溶連菌感染後の糸球体腎炎の機序についてComprehensive Clinical Nephrologyで学んでいたら、Clemens Von Pirquet先生のことを知り、彼の業績を讃えつつこの病態の最新理解をまとめたレビューを孫引きして読んだ(KI 2007 71 1094)。日本で主に信じられているGDAPH(メザンジウム細胞や基底膜について炎症を惹起する?ただし病変部分に見られないこともある)、欧州で信じられているzSpeB/SpeB(抗zSpeB/SpeB抗体を惹起する、ただし抗体だけあって発症しない例も多い)の話もさることながら、私にはClemens Von Pirquet先生のことが印象に残った。
Clemens Von Pirquet先生はVienna近郊で生まれ、Innsbruck大学で神学、Leuven大学で哲学をまなんでからGraz大学で医師になった経歴の持ち主だ。医師になって3年目、29才だったClemensは、臨床医として溶連菌後の患者さんを診た経験だけを元に完全な推測で「これは抗体の仕業だ」と思いつき、思いつくだけでなく、それに余りにも確信があったので、この考えを当時の小児科学会に手紙で送った。それも、「この手紙は学会のセッションで、私がいる前に初めて空けてください」という封をして。これは、手紙を受け取った学会関係者が事前に読むと、その考えを盗まれてしまうと恐れたということだ。

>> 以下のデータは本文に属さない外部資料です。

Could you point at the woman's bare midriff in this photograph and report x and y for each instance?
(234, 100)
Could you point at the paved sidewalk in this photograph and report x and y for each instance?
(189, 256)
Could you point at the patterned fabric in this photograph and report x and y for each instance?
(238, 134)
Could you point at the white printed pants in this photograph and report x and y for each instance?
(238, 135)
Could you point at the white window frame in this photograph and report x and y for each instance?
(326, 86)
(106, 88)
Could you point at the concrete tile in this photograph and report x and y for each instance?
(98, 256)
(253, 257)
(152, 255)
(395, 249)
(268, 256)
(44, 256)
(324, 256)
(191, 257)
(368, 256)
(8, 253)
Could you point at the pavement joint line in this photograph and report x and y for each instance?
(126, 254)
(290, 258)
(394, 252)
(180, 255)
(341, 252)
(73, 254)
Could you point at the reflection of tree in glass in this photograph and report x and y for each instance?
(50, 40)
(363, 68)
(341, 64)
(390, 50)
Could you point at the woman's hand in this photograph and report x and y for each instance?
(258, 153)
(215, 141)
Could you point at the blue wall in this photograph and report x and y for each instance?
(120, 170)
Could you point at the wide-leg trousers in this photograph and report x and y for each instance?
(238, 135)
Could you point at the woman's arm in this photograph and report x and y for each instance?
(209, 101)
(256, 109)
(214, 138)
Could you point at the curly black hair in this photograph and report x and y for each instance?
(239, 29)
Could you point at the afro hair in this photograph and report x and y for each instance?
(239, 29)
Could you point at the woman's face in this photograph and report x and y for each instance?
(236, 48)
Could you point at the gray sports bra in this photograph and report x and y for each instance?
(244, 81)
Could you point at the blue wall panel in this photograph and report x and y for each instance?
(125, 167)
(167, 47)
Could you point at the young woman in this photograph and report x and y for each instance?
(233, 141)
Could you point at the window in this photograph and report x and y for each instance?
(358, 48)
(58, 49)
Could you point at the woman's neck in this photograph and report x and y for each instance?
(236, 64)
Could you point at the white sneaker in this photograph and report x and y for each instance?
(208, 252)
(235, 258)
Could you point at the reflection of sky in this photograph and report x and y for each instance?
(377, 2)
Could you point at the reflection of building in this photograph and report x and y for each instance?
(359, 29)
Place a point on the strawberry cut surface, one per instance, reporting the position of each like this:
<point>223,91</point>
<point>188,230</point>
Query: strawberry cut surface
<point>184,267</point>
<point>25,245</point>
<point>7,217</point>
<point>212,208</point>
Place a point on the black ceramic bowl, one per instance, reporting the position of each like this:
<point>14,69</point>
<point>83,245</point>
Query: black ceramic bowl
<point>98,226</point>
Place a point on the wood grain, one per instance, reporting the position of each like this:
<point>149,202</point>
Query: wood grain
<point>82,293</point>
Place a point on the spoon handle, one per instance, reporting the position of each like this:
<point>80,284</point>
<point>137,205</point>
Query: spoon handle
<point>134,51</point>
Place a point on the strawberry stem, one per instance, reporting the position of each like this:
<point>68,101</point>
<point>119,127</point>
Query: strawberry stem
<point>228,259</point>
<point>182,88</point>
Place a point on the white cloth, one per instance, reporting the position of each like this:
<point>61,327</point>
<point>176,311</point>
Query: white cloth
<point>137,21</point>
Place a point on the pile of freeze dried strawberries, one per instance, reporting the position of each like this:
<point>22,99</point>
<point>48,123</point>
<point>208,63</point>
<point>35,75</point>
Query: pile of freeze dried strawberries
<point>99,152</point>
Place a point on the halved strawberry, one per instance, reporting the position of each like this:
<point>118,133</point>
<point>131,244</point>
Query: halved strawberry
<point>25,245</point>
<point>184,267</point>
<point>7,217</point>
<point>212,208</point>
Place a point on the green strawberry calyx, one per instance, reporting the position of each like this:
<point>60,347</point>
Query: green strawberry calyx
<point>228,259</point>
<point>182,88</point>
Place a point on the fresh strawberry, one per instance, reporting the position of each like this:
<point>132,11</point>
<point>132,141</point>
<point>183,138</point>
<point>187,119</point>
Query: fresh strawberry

学会で一レジデントの新しい意見を発表すれば、年上の先生方に笑われるだろう恐れもあっただろうが、それを上回る確信があったのだろう。こういう「誰がどう思おうと関係ない!」といえるだけの確信が持てる、注意深い観察と推論能力をもちたい。実際に彼の考えは正しかったし、100年経ったKIの論文でも「ゲーテは『最初のボタンを掛け違えるとシャツが着れない』と言ったが(こういう引用が私は好きだ)、Clemensが正しく最初のボタンを掛けてくれたから今の病態理解がある」と締めていた。